Op 14 en 15 november vond de najaarssynode plaats. Naast de benoeming van een nieuwe preses, ds. Marco Batenburg uit Gouda, die de komende 3,5 jaar gedurende de resterende termijn van de in september afgetreden preses Van Meggelen als synodevoorzitter zal dienen, stonden er deze keer vooral bezinningsonderwerpen (tussenrapportages) op de agenda over onderwerpen waar in 2020 over besloten zal moeten worden.

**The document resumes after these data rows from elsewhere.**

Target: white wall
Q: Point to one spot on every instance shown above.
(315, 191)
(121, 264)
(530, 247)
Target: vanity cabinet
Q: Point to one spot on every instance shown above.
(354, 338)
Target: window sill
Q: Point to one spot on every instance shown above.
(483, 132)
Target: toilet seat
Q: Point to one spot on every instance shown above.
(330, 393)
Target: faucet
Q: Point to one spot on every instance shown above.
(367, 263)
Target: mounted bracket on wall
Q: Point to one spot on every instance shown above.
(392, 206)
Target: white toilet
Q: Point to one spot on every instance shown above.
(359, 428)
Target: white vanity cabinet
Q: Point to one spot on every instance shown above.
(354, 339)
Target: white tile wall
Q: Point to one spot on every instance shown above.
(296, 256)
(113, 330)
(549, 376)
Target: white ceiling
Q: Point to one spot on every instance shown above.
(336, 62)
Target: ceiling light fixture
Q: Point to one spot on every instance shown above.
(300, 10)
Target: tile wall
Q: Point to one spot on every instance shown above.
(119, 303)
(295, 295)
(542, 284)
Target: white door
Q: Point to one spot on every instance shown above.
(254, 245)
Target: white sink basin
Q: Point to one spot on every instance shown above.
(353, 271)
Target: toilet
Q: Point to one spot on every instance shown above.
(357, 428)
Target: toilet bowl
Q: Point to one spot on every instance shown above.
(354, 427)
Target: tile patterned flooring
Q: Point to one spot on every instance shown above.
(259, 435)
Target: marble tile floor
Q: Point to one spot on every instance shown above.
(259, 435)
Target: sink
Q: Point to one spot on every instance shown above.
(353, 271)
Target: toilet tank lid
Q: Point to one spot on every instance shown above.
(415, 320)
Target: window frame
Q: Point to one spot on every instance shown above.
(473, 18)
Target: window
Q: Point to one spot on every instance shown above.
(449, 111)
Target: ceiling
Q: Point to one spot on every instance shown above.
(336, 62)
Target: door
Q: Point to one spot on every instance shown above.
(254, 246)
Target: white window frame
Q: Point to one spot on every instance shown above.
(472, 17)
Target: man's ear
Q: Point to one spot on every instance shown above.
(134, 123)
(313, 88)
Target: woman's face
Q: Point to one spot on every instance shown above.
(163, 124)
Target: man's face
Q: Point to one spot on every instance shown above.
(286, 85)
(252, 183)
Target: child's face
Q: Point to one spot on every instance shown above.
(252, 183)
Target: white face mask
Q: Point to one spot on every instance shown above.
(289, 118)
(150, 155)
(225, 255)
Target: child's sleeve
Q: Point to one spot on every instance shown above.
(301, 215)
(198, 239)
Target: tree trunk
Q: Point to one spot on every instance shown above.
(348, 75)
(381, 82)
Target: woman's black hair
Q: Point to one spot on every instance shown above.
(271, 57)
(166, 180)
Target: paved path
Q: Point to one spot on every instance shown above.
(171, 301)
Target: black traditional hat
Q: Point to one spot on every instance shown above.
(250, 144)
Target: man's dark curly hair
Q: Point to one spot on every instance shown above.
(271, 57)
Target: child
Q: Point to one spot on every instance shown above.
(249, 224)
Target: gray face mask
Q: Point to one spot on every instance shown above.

            (1) Het eerste tussenrapport was afkomstig van de werkgroep Ambt. Deze werkgroep zal, naar aanleiding van ambtsvragen die opkomen uit de praktijk in pioniersplekken en kleine gemeenten en uit de positie van kerkelijk werkers, in april 2020 een voorstel doen voor een hernieuwde ambtsvisie binnen de Kerk. Aan de hand van twee prikkelende stellingen voerden de synodeleden een oriënterend gesprek: (a) ‘het geordineerde ambt (predikant) moet helder onderscheiden blijven van de andere ambten in een gezonde ambtsvisie’; en (b) ‘elke gemeente heeft recht op een voorganger die bevoegd is Woord en Sacramenten te bedienen’. (2) De Commissie Werkzaam Vermogen richt zich op de vraag hoe de Kerk beleid kan ontwikkelen om het vele geld dat sommige plaatselijke gemeentes reserveren ‘werkzaam’ te maken en niet ‘op te potten’. Daar is het voor gegeven. Onroerend goed buiten beschouwing gelaten, gaat dit vaak om enorme bedragen (landelijk tussen € 1 en 2 miljard). (3) De Werkgroep Kleine Gemeenten bestudeert de vraag of de lichtere regels waarin de kerkorde voor kleine gemeentes reeds voorziet, genoeglijk bekend zijn in den lande, en of er anderszins ook lichtere regels kunnen gaan gelden, bijvoorbeeld zoals voor de pioniersplekken het geval is. Een achilleshiel is hierbij dat dergelijke regels niet moeten worden aangegrepen om soms met weinig visie als enige doel te hebben om als gemeente te blijven voortbestaan en samenwerking met andere gemeentes te lang uit te stellen. Alle drie de thema’s komen in het voorjaar terug.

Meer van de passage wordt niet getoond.